The Windows Sockets WSAIoctl function controls the mode of a socket.
int WSAIoctl (
SOCKET s,
DWORD dwIoControlCode,
LPVOID lpvInBuffer,
DWORD cbInBuffer,
LPVOID lpvOUTBuffer,
DWORD cbOUTBuffer,
LPDWORD lpcbBytesReturned,
LPWSAOVERLAPPED lpOverlapped,
LPWSAOVERLAPPED_COMPLETION_ROUTINE lpCompletionROUTINE
);
The WSAIoctl function is used to set or retrieve operating parameters associated with the socket, the transport protocol, or the communications subsystem.
If both lpOverlapped and lpCompletionRoutine are NULL, the socket in this function will be treated as a non-overlapped socket. For a non-overlapped socket, lpOverlapped and lpCompletionRoutine parameters are ignored, which cause the function to behave like the standard ioctlsocket function except that WSAIoctl can block if socket s is in the blocking mode. If socket s is in the nonblocking mode, this function can return WSAEWOULDBLOCK when the specified operation cannot be finished immediately. In this case, the application may change the socket to the blocking mode and reissue the request or wait for the corresponding network event (such as FD_ROUTING_INTERFACE_CHANGE or FD_ADDRESS_LIST_CHANGE in case of SIO_ROUTING_INTERFACE_CHANGE or SIO_ADDRESS_LIST_CHANGE) using Windows message (using WSAAsyncSelect) or event (using WSAEventSelect) based notification mechanism
For overlapped sockets, operations that cannot be completed immediately will be initiated, and completion will be indicated at a later time. The final completion status is retrieved through WSAGetOverlappedResult. The lpcbBytesReturned parameter is ignored.

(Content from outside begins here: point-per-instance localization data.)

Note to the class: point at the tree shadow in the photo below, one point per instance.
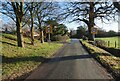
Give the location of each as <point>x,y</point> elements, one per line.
<point>22,59</point>
<point>65,58</point>
<point>7,43</point>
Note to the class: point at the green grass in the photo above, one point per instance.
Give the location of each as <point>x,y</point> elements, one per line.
<point>112,41</point>
<point>104,57</point>
<point>17,61</point>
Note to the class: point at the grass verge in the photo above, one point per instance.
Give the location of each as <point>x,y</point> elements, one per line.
<point>17,61</point>
<point>109,61</point>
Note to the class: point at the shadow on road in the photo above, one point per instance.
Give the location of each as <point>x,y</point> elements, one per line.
<point>65,58</point>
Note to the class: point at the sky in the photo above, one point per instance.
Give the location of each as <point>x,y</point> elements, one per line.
<point>110,26</point>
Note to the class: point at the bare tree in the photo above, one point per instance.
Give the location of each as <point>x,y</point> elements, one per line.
<point>88,11</point>
<point>44,11</point>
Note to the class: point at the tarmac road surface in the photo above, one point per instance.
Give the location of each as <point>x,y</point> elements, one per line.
<point>71,62</point>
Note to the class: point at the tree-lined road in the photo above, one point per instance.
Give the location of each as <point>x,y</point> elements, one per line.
<point>71,62</point>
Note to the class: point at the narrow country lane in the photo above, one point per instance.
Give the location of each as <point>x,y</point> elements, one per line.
<point>71,62</point>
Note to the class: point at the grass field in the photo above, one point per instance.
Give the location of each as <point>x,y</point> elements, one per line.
<point>17,61</point>
<point>112,41</point>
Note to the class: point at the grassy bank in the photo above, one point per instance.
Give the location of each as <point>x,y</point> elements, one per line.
<point>112,41</point>
<point>111,62</point>
<point>18,61</point>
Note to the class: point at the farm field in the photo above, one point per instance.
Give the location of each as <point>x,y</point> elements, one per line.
<point>111,41</point>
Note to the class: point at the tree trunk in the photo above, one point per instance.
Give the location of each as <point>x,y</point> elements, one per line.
<point>32,31</point>
<point>91,20</point>
<point>19,32</point>
<point>42,36</point>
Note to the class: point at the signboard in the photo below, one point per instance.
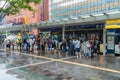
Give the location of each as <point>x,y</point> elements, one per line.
<point>113,24</point>
<point>110,42</point>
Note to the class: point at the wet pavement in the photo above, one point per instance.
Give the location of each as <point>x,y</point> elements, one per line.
<point>26,66</point>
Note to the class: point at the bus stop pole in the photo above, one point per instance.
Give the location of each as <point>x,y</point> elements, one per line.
<point>63,32</point>
<point>104,40</point>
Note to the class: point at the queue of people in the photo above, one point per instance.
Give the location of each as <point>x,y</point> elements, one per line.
<point>73,47</point>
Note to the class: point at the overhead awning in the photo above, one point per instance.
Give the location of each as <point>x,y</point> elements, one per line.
<point>77,20</point>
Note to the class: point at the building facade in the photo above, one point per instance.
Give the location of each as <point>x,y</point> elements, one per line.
<point>44,10</point>
<point>27,17</point>
<point>60,9</point>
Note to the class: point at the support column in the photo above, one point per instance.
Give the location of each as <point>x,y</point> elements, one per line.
<point>73,33</point>
<point>104,40</point>
<point>63,32</point>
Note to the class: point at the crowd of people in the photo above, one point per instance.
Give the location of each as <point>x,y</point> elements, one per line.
<point>60,48</point>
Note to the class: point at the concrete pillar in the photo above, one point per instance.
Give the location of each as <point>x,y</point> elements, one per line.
<point>63,32</point>
<point>104,40</point>
<point>73,33</point>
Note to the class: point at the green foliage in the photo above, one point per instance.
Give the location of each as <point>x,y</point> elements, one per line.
<point>14,6</point>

Any ioctl may block indefinitely, depending on the service provider's implementation. If the application cannot tolerate blocking in a WSAIoctl call, overlapped I/O would be advised for ioctls that are especially likely to block including:
SIO_FINDROUTE
SIO_FLUSH
SIO_GET_QOS
SIO_GET_GROUP_QOS
SIO_SET_QOS
SIO_SET_GROUP_QOS
SIO_ROUTING_INTERFACE_CHANGE
SIO_ADDRESS_LIST_CHANGE
Some protocol-specific ioctls may also be especially likely to block. Check the relevant protocol-specific annex for any available information.

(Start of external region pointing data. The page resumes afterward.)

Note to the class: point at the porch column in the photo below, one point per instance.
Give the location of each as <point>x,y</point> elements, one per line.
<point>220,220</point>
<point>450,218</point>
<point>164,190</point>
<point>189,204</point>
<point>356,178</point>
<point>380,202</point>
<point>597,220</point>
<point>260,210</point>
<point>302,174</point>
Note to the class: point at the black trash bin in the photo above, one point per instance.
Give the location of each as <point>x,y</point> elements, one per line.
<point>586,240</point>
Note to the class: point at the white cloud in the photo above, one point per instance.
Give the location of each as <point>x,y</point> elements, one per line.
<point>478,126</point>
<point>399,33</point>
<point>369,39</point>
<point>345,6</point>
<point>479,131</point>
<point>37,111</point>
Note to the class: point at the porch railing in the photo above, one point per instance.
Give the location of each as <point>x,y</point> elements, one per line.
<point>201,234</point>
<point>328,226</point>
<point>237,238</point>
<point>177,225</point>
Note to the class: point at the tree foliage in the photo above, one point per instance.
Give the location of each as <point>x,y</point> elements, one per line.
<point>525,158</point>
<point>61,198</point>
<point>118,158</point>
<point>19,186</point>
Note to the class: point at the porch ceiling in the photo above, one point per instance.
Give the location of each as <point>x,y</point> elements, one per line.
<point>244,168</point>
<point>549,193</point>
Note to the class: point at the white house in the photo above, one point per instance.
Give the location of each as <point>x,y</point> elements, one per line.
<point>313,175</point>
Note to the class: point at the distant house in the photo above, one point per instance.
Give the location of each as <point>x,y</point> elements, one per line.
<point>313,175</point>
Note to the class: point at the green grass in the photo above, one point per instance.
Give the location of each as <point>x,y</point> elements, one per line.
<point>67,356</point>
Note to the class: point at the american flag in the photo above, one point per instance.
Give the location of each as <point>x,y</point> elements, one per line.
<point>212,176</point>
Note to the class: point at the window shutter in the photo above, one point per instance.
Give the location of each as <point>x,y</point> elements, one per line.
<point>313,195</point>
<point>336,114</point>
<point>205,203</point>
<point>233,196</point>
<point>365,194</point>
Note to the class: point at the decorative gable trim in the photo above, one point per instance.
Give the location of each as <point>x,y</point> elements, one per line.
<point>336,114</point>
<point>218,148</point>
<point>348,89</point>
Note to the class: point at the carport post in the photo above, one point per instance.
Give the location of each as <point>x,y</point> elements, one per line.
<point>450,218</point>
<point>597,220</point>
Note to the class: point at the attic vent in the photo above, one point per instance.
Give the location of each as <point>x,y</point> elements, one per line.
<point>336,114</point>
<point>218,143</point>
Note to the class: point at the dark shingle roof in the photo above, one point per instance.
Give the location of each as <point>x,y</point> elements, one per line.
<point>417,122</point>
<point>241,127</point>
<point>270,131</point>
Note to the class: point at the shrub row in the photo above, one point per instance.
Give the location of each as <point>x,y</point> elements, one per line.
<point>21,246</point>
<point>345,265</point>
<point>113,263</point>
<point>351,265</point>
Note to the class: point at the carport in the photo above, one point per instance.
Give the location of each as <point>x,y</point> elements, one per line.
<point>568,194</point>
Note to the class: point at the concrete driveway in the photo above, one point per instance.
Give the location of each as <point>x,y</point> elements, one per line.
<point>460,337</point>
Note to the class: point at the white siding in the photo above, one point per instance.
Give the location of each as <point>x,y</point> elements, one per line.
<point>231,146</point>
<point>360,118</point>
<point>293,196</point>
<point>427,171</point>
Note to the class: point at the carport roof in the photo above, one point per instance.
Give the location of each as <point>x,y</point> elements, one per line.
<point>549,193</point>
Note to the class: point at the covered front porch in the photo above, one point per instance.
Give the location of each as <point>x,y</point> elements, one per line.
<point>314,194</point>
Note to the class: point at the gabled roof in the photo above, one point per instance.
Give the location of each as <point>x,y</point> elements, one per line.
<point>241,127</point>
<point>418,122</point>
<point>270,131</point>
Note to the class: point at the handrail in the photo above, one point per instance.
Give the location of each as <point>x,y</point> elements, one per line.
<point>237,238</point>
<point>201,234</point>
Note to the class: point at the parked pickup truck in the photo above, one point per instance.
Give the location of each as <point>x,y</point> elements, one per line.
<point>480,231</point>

It is possible to adopt an encoding scheme that preserves the currently defined ioctlsocket opcodes while providing a convenient way to partition the opcode identifier space in as much as the dwIoControlCode parameter is now a 32-bit entity. The dwIoControlCode parameter is architected to allow for protocol and vendor independence when adding new control codes while retaining backward compatibility with the Windows Sockets 1.1 and Unix control codes. The dwIoControlCode parameter has the following form:
3 | 3 | 2 | 2 2 | 2 2 2 2 2 2 2 1 1 1 1 | 1 1 1 1 1 1 |
1 | 0 | 9 | 8 7 | 6 5 4 3 2 1 0 9 8 7 6 | 5 4 3 2 1 0 9 8 7 6 5 4 3 2 1 0 |
I | O | V | T | Vendor/Address Family | Code |
I is set if the input buffer is valid for the code, as with IOC_IN.
O is set if the output buffer is valid for the code, as with IOC_OUT. Codes with both input and output parameters set both I and O.
V is set if there are no parameters for the code, as with IOC_VOID.
T is a two-bit quantity that defines the type of ioctl. The following values are defined:
0 – The ioctl is a standard Unix ioctl code, as with FIONREAD and FIONBIO.
1 – The ioctl is a generic Windows Sockets 2 ioctl code. New ioctl codes defined for Windows Sockets 2 will have T == 1.
2 – The ioctl applies only to a specific address family.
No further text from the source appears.